To achieve the best outcomes, focus on building a collaborative, communicative and emotionally intelligent leadership team that promotes a diverse, inclusive and ethical workplace based on respect and fairness.
What’s more, you have the chance to offer lifelong learning and enhance employability. By fairly acknowledging and rewarding hard work, while preventing physical and mental harm, you ultimately create a steadfast and supportive environment.
Valuable advice for line managers
Neuroscientist Paul J. Zak, professor of economics, psychology and management at Claremont Graduate University and public speaker on the neuroscience of human connection and effective teamwork, recommends that managers recognize excellence promptly and publicly to inspire others and provide achievable stretch goals to intensify people’s focus.
He also states that empowering people through autonomy drives trust and unlocks innovation because it allows for problem-solving and creative thinking.
Regular and transparent communication on goals, strategies, direction, and financial performance can help remove uncertainties that create unhealthy stress.
Finally, a manager does not always need to project strength and authority. A manager who shows vulnerability has the opportunity to tap into the natural human impulse of cooperation and assistance.

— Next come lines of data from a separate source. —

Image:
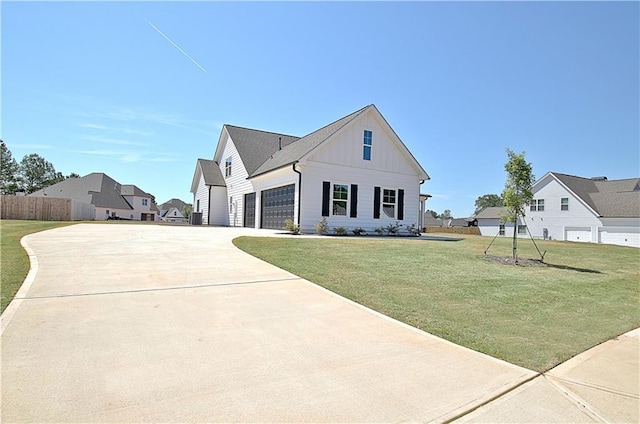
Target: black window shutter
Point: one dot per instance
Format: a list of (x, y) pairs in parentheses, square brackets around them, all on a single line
[(376, 203), (400, 204), (354, 200), (326, 193)]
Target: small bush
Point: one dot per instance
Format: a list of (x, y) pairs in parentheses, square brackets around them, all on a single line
[(393, 229), (341, 231), (413, 230), (322, 226), (359, 231), (291, 227)]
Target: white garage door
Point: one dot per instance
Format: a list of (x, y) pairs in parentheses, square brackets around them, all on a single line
[(578, 234), (620, 237)]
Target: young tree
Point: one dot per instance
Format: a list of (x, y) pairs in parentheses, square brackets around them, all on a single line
[(37, 173), (486, 201), (9, 171), (517, 191)]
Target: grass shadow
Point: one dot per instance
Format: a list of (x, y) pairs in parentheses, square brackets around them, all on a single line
[(572, 268)]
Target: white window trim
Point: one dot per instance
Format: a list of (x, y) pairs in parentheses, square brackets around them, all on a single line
[(333, 184), (395, 204)]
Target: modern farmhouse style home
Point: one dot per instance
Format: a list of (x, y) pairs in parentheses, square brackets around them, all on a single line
[(355, 172)]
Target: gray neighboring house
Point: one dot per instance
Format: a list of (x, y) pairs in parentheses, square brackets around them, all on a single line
[(173, 211), (572, 208), (111, 199)]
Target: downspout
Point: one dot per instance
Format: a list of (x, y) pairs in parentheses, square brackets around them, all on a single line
[(209, 207), (299, 189)]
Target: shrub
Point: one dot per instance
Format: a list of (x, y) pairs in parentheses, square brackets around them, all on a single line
[(322, 226), (359, 231), (291, 227), (393, 229), (341, 231), (413, 230)]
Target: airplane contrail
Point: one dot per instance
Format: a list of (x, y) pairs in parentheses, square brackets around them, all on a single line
[(177, 47)]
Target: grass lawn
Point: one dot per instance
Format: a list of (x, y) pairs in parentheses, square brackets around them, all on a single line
[(13, 259), (533, 316)]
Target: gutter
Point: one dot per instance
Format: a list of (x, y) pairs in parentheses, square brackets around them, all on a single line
[(299, 189)]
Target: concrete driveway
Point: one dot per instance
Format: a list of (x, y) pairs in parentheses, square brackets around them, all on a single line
[(146, 323)]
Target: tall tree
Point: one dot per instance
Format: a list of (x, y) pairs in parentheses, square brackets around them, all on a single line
[(9, 182), (37, 173), (517, 191), (487, 201)]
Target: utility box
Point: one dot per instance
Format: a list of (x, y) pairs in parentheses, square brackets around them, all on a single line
[(196, 218)]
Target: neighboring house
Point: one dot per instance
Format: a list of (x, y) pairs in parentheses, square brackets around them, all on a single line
[(110, 198), (173, 214), (490, 223), (173, 203), (355, 172), (567, 207)]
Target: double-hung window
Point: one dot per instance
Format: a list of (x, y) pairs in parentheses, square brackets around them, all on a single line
[(367, 142), (389, 203), (537, 205), (227, 167), (340, 198)]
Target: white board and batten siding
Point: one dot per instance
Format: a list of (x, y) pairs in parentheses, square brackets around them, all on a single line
[(237, 183), (340, 161), (201, 200)]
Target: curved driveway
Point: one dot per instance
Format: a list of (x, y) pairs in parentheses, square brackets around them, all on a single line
[(149, 323)]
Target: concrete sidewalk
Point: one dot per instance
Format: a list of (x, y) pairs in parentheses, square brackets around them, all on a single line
[(600, 385), (144, 323)]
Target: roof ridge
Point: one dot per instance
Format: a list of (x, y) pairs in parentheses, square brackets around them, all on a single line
[(263, 131)]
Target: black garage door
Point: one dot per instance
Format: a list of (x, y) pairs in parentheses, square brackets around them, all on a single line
[(277, 206), (250, 210)]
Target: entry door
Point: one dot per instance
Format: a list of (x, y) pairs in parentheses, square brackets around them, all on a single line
[(250, 210), (277, 206)]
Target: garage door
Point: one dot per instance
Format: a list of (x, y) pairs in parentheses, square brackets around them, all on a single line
[(250, 210), (622, 237), (277, 206), (578, 234)]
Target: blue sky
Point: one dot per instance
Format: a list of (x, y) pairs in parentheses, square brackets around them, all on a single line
[(140, 90)]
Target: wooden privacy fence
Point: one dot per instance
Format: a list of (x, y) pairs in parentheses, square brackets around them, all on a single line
[(45, 209)]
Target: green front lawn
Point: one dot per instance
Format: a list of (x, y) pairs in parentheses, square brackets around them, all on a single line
[(533, 316), (13, 259)]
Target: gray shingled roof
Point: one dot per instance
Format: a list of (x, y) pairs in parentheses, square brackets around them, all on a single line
[(211, 173), (96, 188), (133, 190), (491, 212), (608, 198), (255, 146), (303, 146)]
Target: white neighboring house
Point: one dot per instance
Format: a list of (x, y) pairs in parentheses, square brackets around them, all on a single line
[(355, 172), (110, 198), (567, 207)]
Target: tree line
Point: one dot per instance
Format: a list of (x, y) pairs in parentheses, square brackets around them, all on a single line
[(31, 174)]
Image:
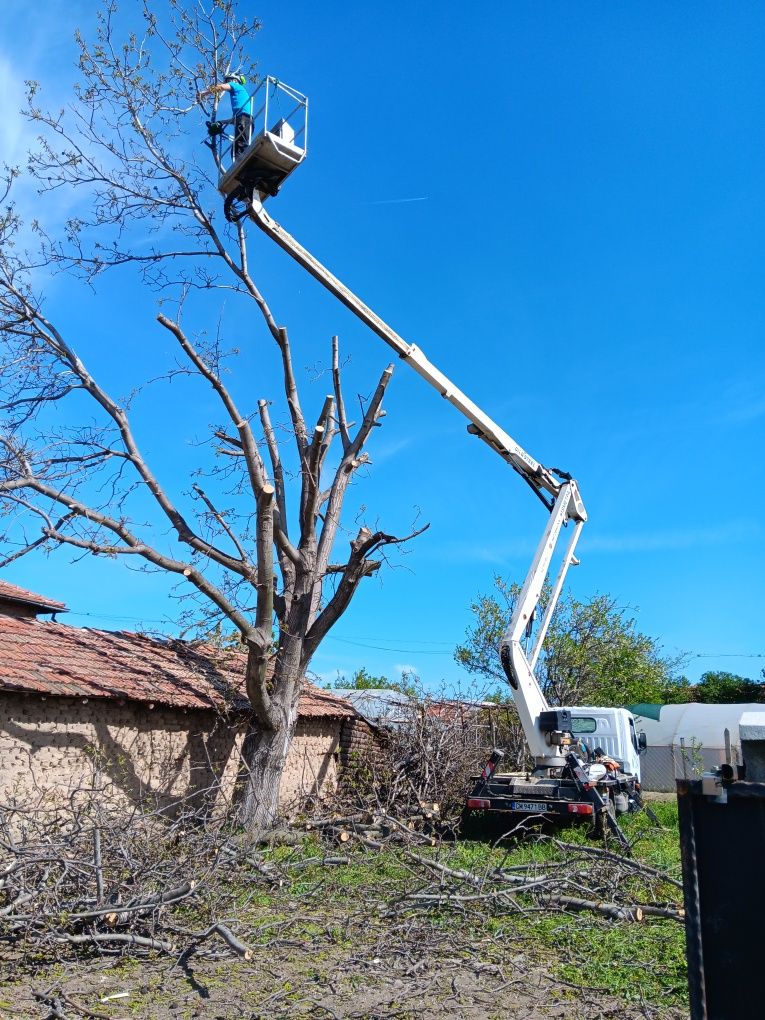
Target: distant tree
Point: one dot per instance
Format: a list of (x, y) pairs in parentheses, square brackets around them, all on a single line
[(719, 687), (363, 680), (594, 652), (254, 538)]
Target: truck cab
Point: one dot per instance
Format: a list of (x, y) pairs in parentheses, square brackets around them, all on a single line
[(614, 730)]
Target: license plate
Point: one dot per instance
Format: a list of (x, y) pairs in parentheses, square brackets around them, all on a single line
[(533, 807)]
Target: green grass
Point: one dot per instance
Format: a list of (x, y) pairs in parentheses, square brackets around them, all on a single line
[(634, 961), (322, 915)]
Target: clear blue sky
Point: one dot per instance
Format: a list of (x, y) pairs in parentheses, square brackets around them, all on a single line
[(563, 205)]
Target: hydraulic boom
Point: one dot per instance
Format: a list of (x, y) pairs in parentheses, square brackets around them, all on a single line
[(557, 490)]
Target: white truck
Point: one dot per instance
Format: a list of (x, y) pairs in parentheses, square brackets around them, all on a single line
[(566, 781)]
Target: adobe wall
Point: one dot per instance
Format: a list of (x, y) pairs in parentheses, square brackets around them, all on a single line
[(151, 755)]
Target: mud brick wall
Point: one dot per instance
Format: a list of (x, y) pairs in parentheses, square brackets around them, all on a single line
[(357, 741), (151, 755)]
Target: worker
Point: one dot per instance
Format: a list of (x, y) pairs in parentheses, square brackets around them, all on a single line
[(241, 109)]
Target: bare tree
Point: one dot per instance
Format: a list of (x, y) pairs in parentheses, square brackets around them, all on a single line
[(253, 539)]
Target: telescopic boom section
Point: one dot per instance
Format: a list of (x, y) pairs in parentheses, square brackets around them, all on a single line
[(539, 477), (560, 495)]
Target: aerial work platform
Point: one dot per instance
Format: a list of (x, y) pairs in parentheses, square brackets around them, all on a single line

Consider implementing well-being initiatives
Workplace well-being programmes vary from organization to organization, but common measures include:
• Initiatives to promote healthy eating and exercise
• Mental resilience training
• Training mental health first-aiders
• Forming diversity and inclusion committees
• Providing employee assistance programmes that offer lifestyle guidance on subjects such as sleep, debt, and relationships
• Volunteering and other community engagement activities
• Creating learning hubs and coaching programmes
The benefits of a long-term workplace well-being programme
Implementing well-being initiatives in your workforce brings a range of positive outcomes. By prioritizing your employees' well-being, you create a happier and more productive workplace.
These initiatives boost morale, motivation, and job satisfaction. When employees feel valued and supported, they engage more and stick around longer.
Plus, healthier employees mean better performance and fewer sick days, leading to improved productivity.
Well-being activities also foster a sense of community and teamwork among your staff. Together, these benefits enhance your workplace culture and contribute to overall success.
The shortcomings of short-term well-being initiatives
While workplace well-being programs focused on physical health can offer benefits such as weight loss and reduced absenteeism, they might overlook important aspects of employee well-being. Short-term solutions like mindfulness apps or mental health first aiders could provide temporary relief but might not fully address work-related mental health challenges like anxiety, stress, and burnout.
These initiatives often stem from the misconception that these issues are solely individual concerns. However, the collective nature of such challenges, including psychosocial hazards like job insecurity, excessive workloads, and poor career development, contribute to mental health struggles.
To make a more lasting impact, a preventive approach is vital. Integrating work-related mental health considerations into corporate risk management showcases a commitment to holistic employee well-being and the creation of a supportive work culture.
Promoting mental health in your organization
You don’t need to be (or employ) a professor in psychology to manage psychological health and safety within your organization – a starting point can simply be upskilling your workforce.
We’ve developed the Prioritising People Model©, a best practice framework on workplace well-being, to ensure organizations fully understand what is required to meet the needs and expectations of workers.
The model lays out how a decent, safe, healthy, and compliant workplace and an engaged, committed, and productive workforce create a culture of trust that unlocks innovation and organizational adaptability.